First GMUSD budget meeting focuses on gathering info

By Shawn Cunningham
© 2019 Telegraph Publishing, LLC

The Green Mountain Unified School District board – acting as the finance committee – met on Sept. 25 and so began the budgeting process 50 days ahead of last year.

Board and budget priorities after the Finance Committee voted on them. Photos by Shawn Cunningham

The board was meeting as the finance committee to address the complaint that in the past, everything presented to the finance committee would have to be presented again to the full board. The early start was precipitated by overspending by the district and by the Two Rivers Supervisory Union as well as the sense that the budget process is done in too short a time and budgets are often a result of the pressure of making a Town Meeting publishing deadline. Several members have said that they don’t understand the budget and think more time would help them and the public get a better grasp of it.

The meeting followed a retreat held earlier in the month at which the board worked on defining the priorities it would take into the budget process. In fact, the first half hour or so was taken up with finalizing the priorities that the board would set for itself as well as the budget priorities it would direct the administration to use in the 2020-2021 budget and in the future.

Committee member Joe Fromberger argued for working with a simpler, less detailed budget form

Using a list for each set of priorities made at the retreat, each finance committee used five votes allotted per list to see which areas were most important to the committee as a whole. A member could use as many of the five votes on any area he or she wished.

In the end, the group decided that members would work on the board/administration relationship, data and outcomes and fiscal responsibility, while they would direct the administration to put a budgetary emphasis on basic skills (including early literacy), elementary world language and a STEAM program. STEAM stands for science, technology, engineering, arts and mathematics.

Committee member Doug McBride suggests a more detailed look at the past spending to inform budget decisions

The discussion then turned to how the committee would move forward and what items members would request from the administration.

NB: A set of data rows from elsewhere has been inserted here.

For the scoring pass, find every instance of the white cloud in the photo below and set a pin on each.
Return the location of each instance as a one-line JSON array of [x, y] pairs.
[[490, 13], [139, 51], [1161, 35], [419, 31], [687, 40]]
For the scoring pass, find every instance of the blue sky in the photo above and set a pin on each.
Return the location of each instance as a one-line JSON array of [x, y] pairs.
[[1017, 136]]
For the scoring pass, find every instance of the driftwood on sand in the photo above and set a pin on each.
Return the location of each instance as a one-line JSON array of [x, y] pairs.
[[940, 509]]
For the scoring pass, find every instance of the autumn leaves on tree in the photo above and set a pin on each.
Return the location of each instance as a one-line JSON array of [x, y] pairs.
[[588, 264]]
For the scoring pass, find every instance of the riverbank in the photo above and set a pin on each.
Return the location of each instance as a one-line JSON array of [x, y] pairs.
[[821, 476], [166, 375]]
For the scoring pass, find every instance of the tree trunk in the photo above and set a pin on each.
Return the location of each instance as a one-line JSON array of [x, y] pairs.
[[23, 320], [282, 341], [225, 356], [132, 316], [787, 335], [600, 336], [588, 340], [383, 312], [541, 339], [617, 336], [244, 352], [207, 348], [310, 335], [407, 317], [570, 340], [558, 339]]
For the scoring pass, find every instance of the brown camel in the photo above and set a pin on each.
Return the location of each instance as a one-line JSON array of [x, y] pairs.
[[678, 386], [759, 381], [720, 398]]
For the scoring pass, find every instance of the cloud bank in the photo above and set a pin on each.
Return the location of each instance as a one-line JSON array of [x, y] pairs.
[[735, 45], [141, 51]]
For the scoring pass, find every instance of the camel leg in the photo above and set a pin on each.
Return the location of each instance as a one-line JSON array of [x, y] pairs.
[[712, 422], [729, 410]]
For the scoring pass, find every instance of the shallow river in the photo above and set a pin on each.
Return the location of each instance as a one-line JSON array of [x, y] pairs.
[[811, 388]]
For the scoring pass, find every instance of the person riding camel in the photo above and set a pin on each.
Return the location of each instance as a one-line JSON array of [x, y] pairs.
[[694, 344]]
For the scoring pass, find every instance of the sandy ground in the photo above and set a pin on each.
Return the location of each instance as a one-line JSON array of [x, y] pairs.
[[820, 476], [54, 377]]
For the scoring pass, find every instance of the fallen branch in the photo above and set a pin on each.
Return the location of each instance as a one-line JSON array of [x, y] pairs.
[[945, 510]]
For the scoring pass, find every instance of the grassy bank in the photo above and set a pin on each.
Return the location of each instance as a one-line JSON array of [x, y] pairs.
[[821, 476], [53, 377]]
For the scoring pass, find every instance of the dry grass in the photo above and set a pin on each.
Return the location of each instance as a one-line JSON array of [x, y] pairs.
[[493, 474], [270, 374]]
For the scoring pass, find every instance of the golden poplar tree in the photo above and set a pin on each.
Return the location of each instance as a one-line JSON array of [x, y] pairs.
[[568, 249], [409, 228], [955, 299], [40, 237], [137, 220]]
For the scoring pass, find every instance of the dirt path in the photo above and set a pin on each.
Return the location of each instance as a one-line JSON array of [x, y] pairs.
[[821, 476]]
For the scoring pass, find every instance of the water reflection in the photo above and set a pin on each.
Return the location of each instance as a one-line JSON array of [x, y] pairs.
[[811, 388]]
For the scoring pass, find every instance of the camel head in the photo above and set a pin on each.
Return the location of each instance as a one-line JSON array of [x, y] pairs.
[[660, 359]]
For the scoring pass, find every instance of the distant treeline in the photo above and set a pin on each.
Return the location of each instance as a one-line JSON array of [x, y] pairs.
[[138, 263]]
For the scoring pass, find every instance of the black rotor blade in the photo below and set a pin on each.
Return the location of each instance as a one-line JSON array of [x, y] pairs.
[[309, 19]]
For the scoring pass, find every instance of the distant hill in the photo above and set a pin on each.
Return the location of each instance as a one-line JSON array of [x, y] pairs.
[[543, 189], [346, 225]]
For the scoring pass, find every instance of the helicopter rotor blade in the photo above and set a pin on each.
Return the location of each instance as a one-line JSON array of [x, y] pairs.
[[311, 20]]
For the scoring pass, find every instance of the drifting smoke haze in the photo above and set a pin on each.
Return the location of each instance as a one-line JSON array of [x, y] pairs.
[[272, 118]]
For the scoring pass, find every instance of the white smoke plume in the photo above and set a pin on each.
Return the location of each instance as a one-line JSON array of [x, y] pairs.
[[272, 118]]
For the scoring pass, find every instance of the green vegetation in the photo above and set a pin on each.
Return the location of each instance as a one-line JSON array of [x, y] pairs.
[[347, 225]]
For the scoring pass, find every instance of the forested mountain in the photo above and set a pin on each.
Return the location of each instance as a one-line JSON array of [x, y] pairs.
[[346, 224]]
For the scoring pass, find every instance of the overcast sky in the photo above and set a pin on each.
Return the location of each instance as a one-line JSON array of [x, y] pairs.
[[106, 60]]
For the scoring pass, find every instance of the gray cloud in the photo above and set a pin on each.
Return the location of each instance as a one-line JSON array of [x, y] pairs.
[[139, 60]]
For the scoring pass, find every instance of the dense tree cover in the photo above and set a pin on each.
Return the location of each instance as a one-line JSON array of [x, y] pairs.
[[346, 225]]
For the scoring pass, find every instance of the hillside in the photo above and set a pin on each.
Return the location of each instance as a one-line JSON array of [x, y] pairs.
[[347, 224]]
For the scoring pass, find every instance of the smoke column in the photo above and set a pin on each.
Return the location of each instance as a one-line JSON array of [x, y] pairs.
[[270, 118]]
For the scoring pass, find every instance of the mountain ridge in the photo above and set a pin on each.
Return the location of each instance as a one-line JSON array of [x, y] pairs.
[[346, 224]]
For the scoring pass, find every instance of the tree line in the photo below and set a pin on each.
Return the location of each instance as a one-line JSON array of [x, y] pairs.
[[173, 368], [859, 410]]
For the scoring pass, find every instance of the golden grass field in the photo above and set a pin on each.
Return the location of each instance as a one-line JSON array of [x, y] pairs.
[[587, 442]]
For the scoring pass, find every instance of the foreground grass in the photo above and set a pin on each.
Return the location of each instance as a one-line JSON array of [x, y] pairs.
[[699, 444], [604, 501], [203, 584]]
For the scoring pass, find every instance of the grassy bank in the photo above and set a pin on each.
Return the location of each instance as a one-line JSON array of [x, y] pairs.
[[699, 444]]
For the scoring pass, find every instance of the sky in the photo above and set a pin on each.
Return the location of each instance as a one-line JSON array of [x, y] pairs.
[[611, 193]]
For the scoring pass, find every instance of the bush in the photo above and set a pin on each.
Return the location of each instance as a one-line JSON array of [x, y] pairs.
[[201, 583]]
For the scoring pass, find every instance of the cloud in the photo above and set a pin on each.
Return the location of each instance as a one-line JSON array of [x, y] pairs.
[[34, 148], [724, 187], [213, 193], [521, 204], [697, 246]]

Among those was an analysis of spending in the 2018/19 budget. A line-by-line analysis of the budget was rejected by member Joe Fromberger in favor of looking at a more simplified format. But member Doug McBride suggested that the detailed 34-page budget was necessary for members to see not only the overspending but also the under-spending that reduces the deficit.

“If we have a question about detail we can go online and see exactly what it is,” said Fromberger.

Other topics to look at for budgeting was an analysis of maintenance and repair needs, an understanding of where the students stand with basic skills, student-to- staff ratios and personnel needs. In the end, committee chair Deb Brown requested that the administration provide information for the next meeting including:

  • Facilities committee report if available
  • Data on students’ basic skills
  • A list of administration priorities
  • Class sizes and student/teacher ratios
  • Five-year history of budget increases
  • Projections of budgetary changes from the State of Vermont
  • A list of expenses that are mandatory and unavoidable
  • An analysis of 2o18/19 budget discrepancies with color coding

Next meeting

While in recent board meetings members have said that more meetings were necessary to work on the budget, Superintendent Meg Powden said it would take three weeks to compile the information so the next meeting of the finance committee was scheduled for nearly a month later on Oct 22. That meeting will be held at 6 p.m. at Green Mountain High School.